We're still in three dimensions, so we're not done yet. So what I'm going to do is take all these contour lines and I'm going to squish them down onto the XY plane. Uh, so what that means, each of them has some kind of Z component at the moment, and we're just going to chop it down and squish them all nice and flat onto the XY plane. Now we have something two-dimensional, and it still represents some of the outputs of our function. Not all of them; it's not perfect, but it does give a very good idea.
So let's, I'm going to switch over to a two-dimensional graph here. Um, and this is that same, same function that we were just looking at. Let actually move it a little bit more central here. So this is the same function that we were just looking at, but, um, each of these lines represents a constant output of the function. So it's important to realize we're still representing a function that has a two-dimensional input and a one-dimensional output. It's just that we're looking in the input space of that function as a whole.
So this is still, you know, f(x, y) and then some expression of those guys. But, you know, this line might represent the constant value of f when all of the values where it outputs three. Um, over here, this also, like both of these circles together give you all the values where f outputs three. Um, this one over here would tell you where it outputs two, and you can't know this just looking at the contour plot.
So typically, if someone's drawing it, if it matters that you know the specific values, they'll mark it somehow; they'll let you know what value each line corresponds to. But as soon as you know that, you know this line corresponds to zero. It tells you that every possible input point that sits somewhere on this line will evaluate to zero when you pump it through the function, and this actually gives a very good feel for the shape of things.
You know, if you like thinking in terms of graphs, you can kind of imagine how these circles and everything would pop out of the page. Um, you can also look, you know, notice how the lines are really close together over here, very, very close together, but they're a little more spaced over here. How do you interpret that? Well, over here, this means it takes a very, very small step to increase the value of the function by one. Very small step, and it increases by one, but over here, it takes a much larger step to increase the function by the same value.

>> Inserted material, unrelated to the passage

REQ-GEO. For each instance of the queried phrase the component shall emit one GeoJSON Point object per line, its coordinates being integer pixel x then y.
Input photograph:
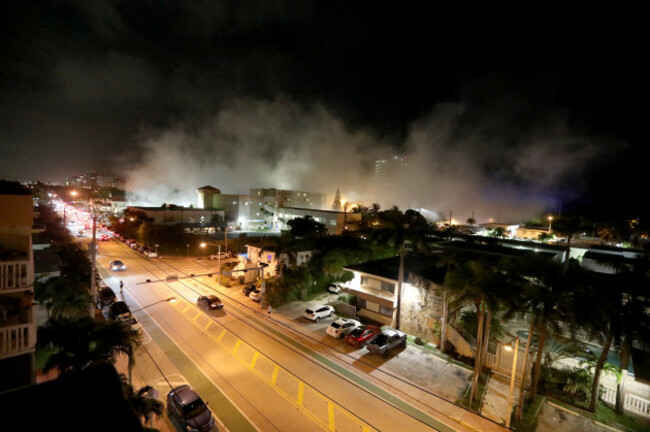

So over here, this kind of means steepness. If you see a very short distance between contour lines, um, it's going to be very steep, but over here, it's much more shallow. Uh, and you can do things like this to kind of get a better feel for the function as a whole. The idea of a whole bunch of concentric circles usually corresponds to a maximum or a minimum, um, and you end up seeing these a lot.
Another common thing people will do with contour plots is represent them as color them. So what that might look like is here, where, you know, warmer colors like orange correspond to high values and cooler colors like blue correspond to low values. And the contour lines end up going along, you know, the division between red and green here, between light green and green, and that's another way where colors tell you the output.
And then the contour lines themselves can be thought of as the borders between different colors. Um, and again, a good way to get a feel for a multi-dimensional function just by looking at the input space.